I believe politics, like religion, is singularly personal. My own philosophy on political persuasion is that I have my beliefs and everyone else is entitled to his own stupid opinion.
That being said, I feel compelled to comment on the Texas legislature's ongoing feeble attempts at funding the state's schools.
The process started from a flawed concept. The thinking went something like this:
Problem: We need more money for public schools.
Solution: First let's cut the budget.
OK, I don't like paying a kings' ransom in property taxes anymore than the rest of you and I pay higher property taxes in the Dallas suburbs than I have anywhere else I've ever lived. Even that wouldn't be all that bad if we had better schools than anywhere else I've ever lived. We don't.
I could complain about high property and sales taxes and justify the grousing by asserting that I don't have any dogs in this fight. My children are out of school. I don't need school buses to pick them up; I don't need textbooks; I don't need a big stadium where I can sit and watch them play football.
But, regardless of where we live — near one of the metroplexes or out in the sparsely populated areas of West Texas — public education benefits all of us, whether we have kids in the system or not. Growth depends on a good education system. The well being of any community depends on a vibrant school system. The future of our rural areas, small towns and big cities will ride on how well we educate our children.
Industry doesn't move into communities with lousy schools. Local businesses can't find qualified employees if they aren't educated. And the essence of any neighborhood depends on education to challenge minds, instill creativity in young people and nourish the soul of the community.
Our tax dollars pay for more than a teacher's salary, the upkeep on a building or a microscope for a science lab. We invest in our communities.

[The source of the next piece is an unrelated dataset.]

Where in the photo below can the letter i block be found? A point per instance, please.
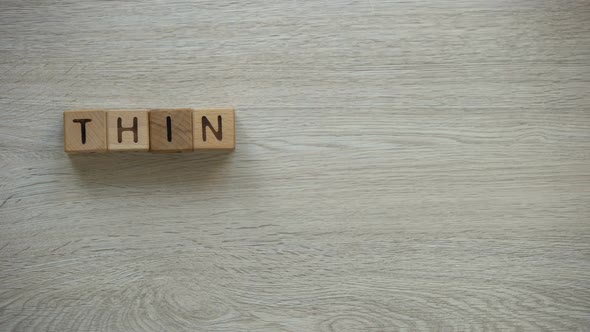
(85, 131)
(171, 130)
(128, 130)
(214, 129)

And that's what's so disturbing about the Texas legislature's failure to commit to a sound fiscal program for Texas schools. They've looked at a lot of ideas, most of them bad — for instance, adding a $1 tax on cigarettes. Now, I'll be the first to argue that cigarettes deserve to be taxed. But how much sense does it make to tie educational funding to a practice folks are working hard to eliminate?
Various “sin taxes” and other schemes have been proposed and dismissed over the past several years, leaving Texas schools in limbo.
Education costs money. Quality education costs even more. Teachers must be paid (hopefully more than they get now); books must be purchased; buildings must be built and maintained.
It's time Texas legislators committed themselves to funding Texas schools adequately. It's time they revised their thinking, time they reversed their equation.
First: What will it cost to develop the best education system possible? Then: How much can we cut taxes and still reach that goal?
Anything less is a disservice to the state's school children, the state's economic future, the state's cultural well-being. We can do better.